Conclusion: the system expands or It stagnates
The convergence of artificial intelligence, energy systems, critical minerals and space technologies is not coincidental. It reflects a deeper structural dynamic that is reshaping the boundaries of economic activity. Each component reinforces the others, creating a system that is both powerful and constrained.
Artificial intelligence increases demand for energy and materials. Energy systems depend on critical minerals. Critical minerals are geographically concentrated and politically sensitive. This creates pressure that cannot be resolved within the existing framework.

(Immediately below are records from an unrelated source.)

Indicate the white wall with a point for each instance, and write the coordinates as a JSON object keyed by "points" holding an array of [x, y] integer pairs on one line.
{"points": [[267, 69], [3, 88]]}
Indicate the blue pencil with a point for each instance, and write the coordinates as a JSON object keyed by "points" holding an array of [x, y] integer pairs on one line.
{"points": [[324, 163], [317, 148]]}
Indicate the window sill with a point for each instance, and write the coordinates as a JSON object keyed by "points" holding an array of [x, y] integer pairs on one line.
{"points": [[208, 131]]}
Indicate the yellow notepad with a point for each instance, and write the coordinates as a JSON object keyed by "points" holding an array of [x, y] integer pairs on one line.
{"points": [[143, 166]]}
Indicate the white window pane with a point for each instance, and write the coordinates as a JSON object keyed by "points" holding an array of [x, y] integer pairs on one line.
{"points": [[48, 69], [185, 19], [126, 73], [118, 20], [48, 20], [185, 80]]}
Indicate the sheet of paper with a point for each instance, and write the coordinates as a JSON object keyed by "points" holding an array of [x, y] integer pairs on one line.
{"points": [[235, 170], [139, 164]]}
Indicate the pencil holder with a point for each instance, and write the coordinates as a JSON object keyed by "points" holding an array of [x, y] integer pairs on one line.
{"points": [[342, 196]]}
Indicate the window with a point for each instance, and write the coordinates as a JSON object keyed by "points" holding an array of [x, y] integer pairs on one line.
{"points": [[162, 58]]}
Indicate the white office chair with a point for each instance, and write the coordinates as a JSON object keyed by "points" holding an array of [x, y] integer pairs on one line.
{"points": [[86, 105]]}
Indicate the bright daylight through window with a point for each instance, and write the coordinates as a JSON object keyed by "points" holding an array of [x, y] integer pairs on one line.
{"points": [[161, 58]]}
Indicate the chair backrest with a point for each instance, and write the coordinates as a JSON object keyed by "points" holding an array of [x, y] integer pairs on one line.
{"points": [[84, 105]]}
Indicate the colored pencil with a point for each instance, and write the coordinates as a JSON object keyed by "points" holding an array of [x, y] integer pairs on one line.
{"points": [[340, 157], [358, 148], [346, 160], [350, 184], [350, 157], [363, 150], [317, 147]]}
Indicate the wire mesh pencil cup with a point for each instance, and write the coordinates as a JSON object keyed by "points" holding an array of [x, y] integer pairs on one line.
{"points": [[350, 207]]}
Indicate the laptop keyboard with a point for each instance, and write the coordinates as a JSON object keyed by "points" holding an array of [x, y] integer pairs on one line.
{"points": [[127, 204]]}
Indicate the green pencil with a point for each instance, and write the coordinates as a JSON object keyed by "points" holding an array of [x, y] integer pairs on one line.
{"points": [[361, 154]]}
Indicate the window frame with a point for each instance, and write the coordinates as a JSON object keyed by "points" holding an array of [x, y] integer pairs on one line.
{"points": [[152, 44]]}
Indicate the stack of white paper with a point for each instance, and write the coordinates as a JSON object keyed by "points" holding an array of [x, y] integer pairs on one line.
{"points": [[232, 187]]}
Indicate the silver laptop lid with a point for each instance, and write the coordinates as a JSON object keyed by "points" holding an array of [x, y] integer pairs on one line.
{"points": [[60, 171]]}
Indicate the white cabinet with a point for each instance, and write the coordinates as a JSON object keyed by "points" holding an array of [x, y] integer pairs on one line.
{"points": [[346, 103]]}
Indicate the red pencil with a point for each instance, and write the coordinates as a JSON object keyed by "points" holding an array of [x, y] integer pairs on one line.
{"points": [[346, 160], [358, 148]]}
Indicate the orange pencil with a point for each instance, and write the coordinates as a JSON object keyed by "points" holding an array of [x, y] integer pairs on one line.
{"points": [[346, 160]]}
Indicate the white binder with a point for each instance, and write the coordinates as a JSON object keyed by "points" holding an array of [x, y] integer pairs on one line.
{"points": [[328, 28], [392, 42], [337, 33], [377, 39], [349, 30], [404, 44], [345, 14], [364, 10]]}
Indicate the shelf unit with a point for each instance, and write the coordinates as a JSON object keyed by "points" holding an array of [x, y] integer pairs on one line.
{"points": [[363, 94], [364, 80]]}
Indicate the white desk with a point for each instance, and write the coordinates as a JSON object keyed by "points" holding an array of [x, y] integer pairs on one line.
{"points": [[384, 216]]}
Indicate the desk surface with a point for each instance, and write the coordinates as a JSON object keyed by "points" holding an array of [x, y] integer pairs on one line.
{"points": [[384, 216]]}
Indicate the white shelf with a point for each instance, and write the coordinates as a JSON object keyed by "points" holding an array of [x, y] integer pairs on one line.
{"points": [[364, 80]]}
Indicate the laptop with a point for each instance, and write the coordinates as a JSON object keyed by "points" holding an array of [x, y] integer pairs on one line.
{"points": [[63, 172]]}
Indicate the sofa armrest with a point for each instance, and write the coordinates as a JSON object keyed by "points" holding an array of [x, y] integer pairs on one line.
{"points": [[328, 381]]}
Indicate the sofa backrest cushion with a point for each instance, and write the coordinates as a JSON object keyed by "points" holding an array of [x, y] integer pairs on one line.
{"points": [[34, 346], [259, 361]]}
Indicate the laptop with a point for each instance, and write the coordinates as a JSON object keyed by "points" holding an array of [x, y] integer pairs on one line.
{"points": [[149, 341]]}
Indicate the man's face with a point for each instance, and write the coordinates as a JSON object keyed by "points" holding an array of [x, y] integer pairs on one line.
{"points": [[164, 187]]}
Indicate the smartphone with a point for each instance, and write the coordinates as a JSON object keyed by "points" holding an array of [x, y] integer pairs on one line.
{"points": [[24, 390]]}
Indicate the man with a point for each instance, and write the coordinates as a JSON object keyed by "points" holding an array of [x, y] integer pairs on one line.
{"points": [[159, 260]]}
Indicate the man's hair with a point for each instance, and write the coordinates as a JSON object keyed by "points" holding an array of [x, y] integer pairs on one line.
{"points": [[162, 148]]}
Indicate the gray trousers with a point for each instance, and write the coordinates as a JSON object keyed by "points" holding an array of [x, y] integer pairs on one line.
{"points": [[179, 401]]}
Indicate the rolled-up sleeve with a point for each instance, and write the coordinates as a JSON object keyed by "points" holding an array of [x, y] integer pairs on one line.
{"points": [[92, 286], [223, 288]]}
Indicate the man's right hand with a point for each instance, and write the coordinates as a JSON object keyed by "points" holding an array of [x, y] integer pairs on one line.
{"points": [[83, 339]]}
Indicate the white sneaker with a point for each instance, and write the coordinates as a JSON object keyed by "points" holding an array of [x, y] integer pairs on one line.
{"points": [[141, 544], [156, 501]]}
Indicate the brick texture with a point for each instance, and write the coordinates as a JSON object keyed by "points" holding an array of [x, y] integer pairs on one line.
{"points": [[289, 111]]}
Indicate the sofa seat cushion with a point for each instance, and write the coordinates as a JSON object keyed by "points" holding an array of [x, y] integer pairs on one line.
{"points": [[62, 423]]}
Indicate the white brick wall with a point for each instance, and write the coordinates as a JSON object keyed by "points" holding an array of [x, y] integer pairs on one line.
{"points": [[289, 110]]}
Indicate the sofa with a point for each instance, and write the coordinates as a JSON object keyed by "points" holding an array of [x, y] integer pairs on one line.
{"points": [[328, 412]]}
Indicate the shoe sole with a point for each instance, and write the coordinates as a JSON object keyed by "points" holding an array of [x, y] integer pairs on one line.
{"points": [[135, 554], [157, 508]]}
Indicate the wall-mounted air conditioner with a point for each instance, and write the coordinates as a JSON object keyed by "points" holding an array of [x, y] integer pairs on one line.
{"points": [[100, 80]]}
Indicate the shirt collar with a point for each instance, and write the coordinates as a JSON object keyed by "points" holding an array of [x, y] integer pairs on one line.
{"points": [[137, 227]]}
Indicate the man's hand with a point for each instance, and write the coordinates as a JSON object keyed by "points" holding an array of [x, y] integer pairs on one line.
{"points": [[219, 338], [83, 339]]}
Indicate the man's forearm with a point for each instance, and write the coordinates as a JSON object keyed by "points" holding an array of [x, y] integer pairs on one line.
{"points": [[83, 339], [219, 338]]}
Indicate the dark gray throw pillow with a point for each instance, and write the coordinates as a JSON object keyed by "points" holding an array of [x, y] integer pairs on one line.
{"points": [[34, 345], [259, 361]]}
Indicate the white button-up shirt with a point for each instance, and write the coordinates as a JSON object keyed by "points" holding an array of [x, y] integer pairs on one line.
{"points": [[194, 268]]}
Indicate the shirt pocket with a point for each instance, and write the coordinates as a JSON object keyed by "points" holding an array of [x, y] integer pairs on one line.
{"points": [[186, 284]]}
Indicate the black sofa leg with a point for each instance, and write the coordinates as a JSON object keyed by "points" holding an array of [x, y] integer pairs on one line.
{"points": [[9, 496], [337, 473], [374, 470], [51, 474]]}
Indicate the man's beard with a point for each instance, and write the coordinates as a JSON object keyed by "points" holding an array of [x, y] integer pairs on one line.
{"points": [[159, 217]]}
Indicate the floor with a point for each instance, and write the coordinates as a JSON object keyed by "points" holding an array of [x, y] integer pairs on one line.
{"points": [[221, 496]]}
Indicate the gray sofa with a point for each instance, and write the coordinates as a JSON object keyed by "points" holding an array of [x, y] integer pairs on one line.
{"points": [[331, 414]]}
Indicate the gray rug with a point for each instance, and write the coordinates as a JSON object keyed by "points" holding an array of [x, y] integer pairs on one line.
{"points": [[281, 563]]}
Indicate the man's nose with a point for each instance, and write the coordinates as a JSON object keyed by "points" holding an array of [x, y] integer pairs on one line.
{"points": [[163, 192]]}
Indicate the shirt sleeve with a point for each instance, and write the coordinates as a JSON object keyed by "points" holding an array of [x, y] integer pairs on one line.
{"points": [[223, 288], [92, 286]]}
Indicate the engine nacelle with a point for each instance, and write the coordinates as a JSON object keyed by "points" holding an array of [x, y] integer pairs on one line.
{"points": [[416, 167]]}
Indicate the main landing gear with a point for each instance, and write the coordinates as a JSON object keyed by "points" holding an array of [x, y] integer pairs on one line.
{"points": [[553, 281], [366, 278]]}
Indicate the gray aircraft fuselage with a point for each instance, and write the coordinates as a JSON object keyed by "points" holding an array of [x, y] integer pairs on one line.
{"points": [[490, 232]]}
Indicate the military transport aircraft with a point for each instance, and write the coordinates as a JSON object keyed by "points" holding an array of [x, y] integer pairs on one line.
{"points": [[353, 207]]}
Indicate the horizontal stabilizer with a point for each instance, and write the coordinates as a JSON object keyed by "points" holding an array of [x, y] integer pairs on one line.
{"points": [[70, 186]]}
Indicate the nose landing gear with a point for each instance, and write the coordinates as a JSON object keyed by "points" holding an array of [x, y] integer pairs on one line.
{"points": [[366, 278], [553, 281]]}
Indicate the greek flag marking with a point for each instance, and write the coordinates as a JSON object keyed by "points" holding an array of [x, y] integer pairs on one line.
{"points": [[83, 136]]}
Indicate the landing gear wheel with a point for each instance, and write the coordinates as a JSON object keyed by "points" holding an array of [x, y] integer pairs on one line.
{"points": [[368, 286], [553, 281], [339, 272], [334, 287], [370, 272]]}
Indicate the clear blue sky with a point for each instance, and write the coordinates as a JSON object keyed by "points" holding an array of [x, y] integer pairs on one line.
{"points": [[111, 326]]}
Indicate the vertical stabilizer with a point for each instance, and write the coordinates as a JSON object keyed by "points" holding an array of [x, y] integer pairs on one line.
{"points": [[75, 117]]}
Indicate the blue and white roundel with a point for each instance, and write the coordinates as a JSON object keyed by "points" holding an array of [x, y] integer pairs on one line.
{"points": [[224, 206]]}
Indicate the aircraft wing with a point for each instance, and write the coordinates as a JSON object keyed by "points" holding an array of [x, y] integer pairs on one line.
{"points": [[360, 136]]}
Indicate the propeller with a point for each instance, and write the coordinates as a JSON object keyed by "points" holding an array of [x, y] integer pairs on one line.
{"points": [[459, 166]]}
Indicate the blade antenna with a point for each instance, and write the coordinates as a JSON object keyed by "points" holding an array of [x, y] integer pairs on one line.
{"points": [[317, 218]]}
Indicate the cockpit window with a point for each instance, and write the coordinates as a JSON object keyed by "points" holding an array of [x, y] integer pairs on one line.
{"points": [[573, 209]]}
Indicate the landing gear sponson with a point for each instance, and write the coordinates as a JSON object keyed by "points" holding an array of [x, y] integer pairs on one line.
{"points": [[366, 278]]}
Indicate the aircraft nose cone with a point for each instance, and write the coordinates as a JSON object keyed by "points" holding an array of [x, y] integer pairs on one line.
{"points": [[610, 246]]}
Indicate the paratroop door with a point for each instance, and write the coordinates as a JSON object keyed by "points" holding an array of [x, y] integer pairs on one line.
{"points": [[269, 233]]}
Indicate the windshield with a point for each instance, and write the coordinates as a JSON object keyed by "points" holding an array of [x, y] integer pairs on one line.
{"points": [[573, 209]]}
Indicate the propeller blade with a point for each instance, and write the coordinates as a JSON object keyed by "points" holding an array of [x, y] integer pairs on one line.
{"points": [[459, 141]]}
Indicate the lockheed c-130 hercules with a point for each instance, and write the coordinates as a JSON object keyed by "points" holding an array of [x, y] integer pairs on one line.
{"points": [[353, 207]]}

Expansion becomes the only viable path. Space is not a solution in the immediate sense. It is a strategic horizon. A domain where constraints can be redefined, where new supply chains can be established and where the economic substrate of civilisation can be extended beyond its current limits.
Those who understand this dynamic do not see current investments as excessive. They see them as necessary positioning within a system that is preparing to transition. And when that transition occurs, it will not be announced.
It will simply become obvious, in retrospect, that everything that is being built today was never meant to remain on Earth.